Having more stages offers a key advantage: they create additional “gates” for the sales opportunity to pass through. A “gate” is a “critical commitment” from the customer that justifies further investment in pursuing that opportunity. Each gate ensures that resources are allocated only to opportunities with the potential for success. 

In the machining business, each additional funnel stage involves significant investment. It starts with the relatively small cost of a “budget quote” at the top of the funnel, moves to developing technical feasibility concepts and more detailed offers in the middle stages, and culminates in expensive trials at our Technical Center and multiple customer visits in the lower stages of the funnel. 

By setting stricter gates in the upper part of the funnel, fewer sales opportunities make it to the middle stages. This approach significantly reduces the workload for Sales, Inside Sales, the Technology Department, and the Technical Center. When opportunities are seen as investments by the organization, it becomes easier for sales teams to implement this strategy daily and secure the necessary commitments from customers.  

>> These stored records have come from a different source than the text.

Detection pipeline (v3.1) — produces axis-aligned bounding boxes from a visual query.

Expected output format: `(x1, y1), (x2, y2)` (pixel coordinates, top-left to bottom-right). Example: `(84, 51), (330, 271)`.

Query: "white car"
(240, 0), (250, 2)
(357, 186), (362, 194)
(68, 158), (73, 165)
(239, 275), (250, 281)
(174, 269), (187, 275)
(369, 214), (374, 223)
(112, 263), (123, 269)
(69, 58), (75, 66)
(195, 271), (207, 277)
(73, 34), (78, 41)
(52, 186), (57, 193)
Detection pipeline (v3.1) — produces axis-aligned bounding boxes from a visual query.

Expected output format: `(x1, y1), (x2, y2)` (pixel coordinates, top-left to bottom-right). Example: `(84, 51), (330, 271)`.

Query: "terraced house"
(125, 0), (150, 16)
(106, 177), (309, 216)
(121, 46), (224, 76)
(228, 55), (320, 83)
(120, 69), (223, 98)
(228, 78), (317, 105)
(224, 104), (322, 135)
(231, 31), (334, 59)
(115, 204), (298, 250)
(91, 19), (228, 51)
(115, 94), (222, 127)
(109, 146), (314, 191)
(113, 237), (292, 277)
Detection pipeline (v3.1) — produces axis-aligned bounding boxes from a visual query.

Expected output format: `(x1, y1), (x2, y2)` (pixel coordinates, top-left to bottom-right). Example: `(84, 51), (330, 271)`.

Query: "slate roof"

The sales director acts as the gatekeeper, working with the team to define the criteria for each stage of the funnel, thereby guiding the conversion rate between stages.

If an opportunity fails to pass a gate, it means we will no longer invest in it. In practice, this often requires uncovering why we aren’t receiving the necessary commitment. The analysis frequently reveals that the customer is simply not at that stage in their decision-making process. In such cases, it indicates that the opportunity is not yet ready to move past the gate. 

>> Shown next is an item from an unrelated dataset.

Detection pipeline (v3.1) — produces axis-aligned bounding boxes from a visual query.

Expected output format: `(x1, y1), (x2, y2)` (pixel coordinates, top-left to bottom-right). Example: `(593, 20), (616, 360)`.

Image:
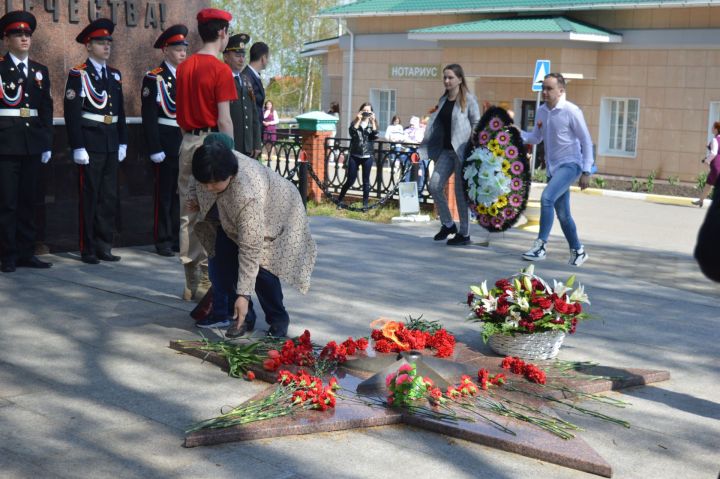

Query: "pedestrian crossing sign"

Many sales directors view the hit rate as an indicator of market feedback on the product. While this is generally true for the overall hit rate across the entire funnel—from opportunity creation to win/loss/termination—the sales team’s approach heavily influences these outcomes. However, within the funnel, the hit rate can be actively managed by setting stricter gates between each stage. 

Raising the quality of sales opportunities leads to a clearer focus on the most promising leads and reduces the overall effort required from the entire organization.

Why so important 

Fewer sales opportunities provides the sales team with more time to proactively generate new leads. Many sales teams operate in a cycle: when the funnel is full, they have little time to seek new opportunities. Once the funnel empties, they scramble to generate as many new leads as possible under pressure. By regulating the funnel and maintaining a “healthy funnel structure,” the team can consistently dedicate time to generating new sales opportunities, avoiding peaks and valleys. 

Benefits
  • Easy overview of hot opportunities due to fewer opportunities in the lower stages 
  • Significantly fewer internal resources / investments required in sales opportunities for the same result  
  • More time for opportunity generation (e.g. in collaboration with representatives/agents) 
  • Better, more reliable forecast (e.g. from quota 67% hit rate in scenario B compared to 15% in scenario A) 
Conundrum

What makes this use case so challenging is the question: “Are we willing to enforce strict gates in the upper funnel stages and require strong commitments from customers early in the sales process?”

Action steps 
  • Define the sales process and the respective sales actions in the various stages of the sales process 
  • Define a “weak gate” and, in comparison, a “strong gate” for the stage between “Identify” and “Qualify” and analyze the result: How many sales opportunities would have progressed? How specific would they have been? 
  • Define all gates for all stages 
  • Analyze the opportunities on a weekly basis and checks whether they are all sorted correctly 
  • After 6 months: Review the stage gates and work in best practices 
Our take-aways
  • Strong commitments in the upper part of the funnel are, for example “access to the decision maker to better understand the business case”, “a joint on-site meeting to better understand the technical application“ or ”access to information on the manufacturing process where the machine will be positioned” 
  • Customer commitment in return for an expensive investment: We have learned that the funnel is lived consistently when sales directors perceive the gates as a condition for the organization to invest in a sales opportunity (e.g. trial, technical concept, …).  
  • The higher the deal size and the longer the cycle time of an opportunity, the more stages make sense. In reality, we work with the funnel described above up to a deal size of €10-15 million and a cycle time of 12-18 months.  
  • Sales managers find it particularly difficult to ask for customer commitments. This is where coaching from the sales director / sparring from other sales managers is helpful and necessary. After initial trial and error with sales opportunities, there is often an “aha” moment when it becomes clear that it is perfectly acceptable to expect something in return from the customer for our investment in the sales opportunity.
  • Stage gates may need to be adjusted for different cultures. For example, in China, they can be defined and requested in a more indirect manner.